The idea of a formalism is that it makes life easier for us to investigate physical phenomena belonging to a specific field. An example is quantum mechanics. The basic formalism has been developed almost a hundred years ago. Since then, many people have investigated various sophisticated aspects of this formalism and placed it on a firm foundation. Books are dedicated to it and university courses are designed to teach students all the intricate details.
One can think of it almost like a kitchen appliance with a place to put in some ingredients, a handle to crank, and a slot at the bottom where the finished product will emerge once the process is completed. Beautiful!
So does this mean that we don’t need to understand what we are doing anymore? We simply need to put the initial conditions into the appropriate slot, the appropriate Hamiltonian into its special slot and crank away. The output should then be guaranteed to be the answer that we are looking for.
Well, it is like the old saying: garbage in, garbage out. If you don’t know what you are doing, you may be putting the wrong things in. The result would be a mess from which one cannot learn anything.
Actually, the situation is even more serious than this. For all the effort that has gone into developing the formalism (and I’m not only talking about quantum mechanics), it remains a human construct of what is happening in the real physical world. It inevitably still contains certain prejudices, left over as a legacy of the perspectives of the people that initially came up with it.
Take the example of quantum mechanics again. It is largely based on an operator called the Hamiltonian. As such, it displays a particular prejudice. It is manifestly non-relativistic. Moreover, it assumes that we know the initial state at a given time, for all space. We then use the Hamiltonian approach to evolve the state in time to see what one would get at some later point in time. But what if we know the initial state for all time, but not for all space and we want to know what the state looks like at other regions in space? An example of such a situation is found in the propagation of a quantum state through a random medium.
Those that are dead sold on the standard formal quantum mechanics procedure would try to convince you that the Hamiltonian formalism would still give you the right answer. Perhaps one can use some fancy manipulations of the input state in special cases to get situations where the Hamiltonian approach would work for this problem. However, even in such cases, the process becomes awkward and far from efficient. The result would also be difficult to interpret. But why would you want to do it this way, in the first place? Is it so important that we always use the established formalism?
Perhaps you think we have no choice, but that is not true. We understand enough of the fundamental physics to come up with an efficient mathematical model for the problem, even though the result would not be recognizable as the standard formalism. Did we become so lazy in our thoughts that we don’t want to employ our understanding of the fundamental physics anymore? Or did we lose our understanding of the basics to the point that we cannot do calculations unless we use the established formalism?

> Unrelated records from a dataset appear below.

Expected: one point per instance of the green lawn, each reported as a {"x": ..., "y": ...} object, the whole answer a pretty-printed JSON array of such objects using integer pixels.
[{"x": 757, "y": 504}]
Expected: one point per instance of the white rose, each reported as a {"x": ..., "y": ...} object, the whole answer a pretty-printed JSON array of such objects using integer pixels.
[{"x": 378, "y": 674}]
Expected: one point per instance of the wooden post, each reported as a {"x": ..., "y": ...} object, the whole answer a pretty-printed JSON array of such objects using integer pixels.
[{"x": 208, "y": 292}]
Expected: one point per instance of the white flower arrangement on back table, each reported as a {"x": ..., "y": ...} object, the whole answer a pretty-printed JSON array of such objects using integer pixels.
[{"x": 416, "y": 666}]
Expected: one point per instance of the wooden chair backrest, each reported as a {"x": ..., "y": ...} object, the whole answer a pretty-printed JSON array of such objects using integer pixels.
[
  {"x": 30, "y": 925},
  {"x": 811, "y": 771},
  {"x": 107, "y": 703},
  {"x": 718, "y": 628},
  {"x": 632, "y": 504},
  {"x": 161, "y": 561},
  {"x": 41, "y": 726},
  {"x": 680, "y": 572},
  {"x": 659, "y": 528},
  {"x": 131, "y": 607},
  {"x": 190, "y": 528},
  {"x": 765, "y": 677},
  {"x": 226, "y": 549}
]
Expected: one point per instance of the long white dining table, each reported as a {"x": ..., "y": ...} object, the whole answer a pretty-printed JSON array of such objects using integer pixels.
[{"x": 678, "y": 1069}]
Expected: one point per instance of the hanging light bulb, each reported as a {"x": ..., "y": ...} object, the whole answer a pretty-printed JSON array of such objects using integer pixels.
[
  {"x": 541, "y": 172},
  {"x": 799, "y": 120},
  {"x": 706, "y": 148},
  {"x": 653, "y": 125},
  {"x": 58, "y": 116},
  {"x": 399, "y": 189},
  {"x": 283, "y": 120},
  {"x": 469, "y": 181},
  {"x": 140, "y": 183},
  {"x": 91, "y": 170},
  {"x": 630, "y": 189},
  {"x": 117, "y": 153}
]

What would you rather sacrifice: the precise physical understanding or the established mathematical formalism? If you choose to sacrifice the former rather than the latter, then you are not a physicist, then you are a formalist! In physics, the physical understanding should always be paramount! The formalism is merely a tool with which we strive to increase our understanding. If the formalism is not appropriate for the problem, or does not present us with the most efficient way to do the computation, then by all means cast it aside without a second thought.
Focus on the physics, not on the formalism! There I’ve said it.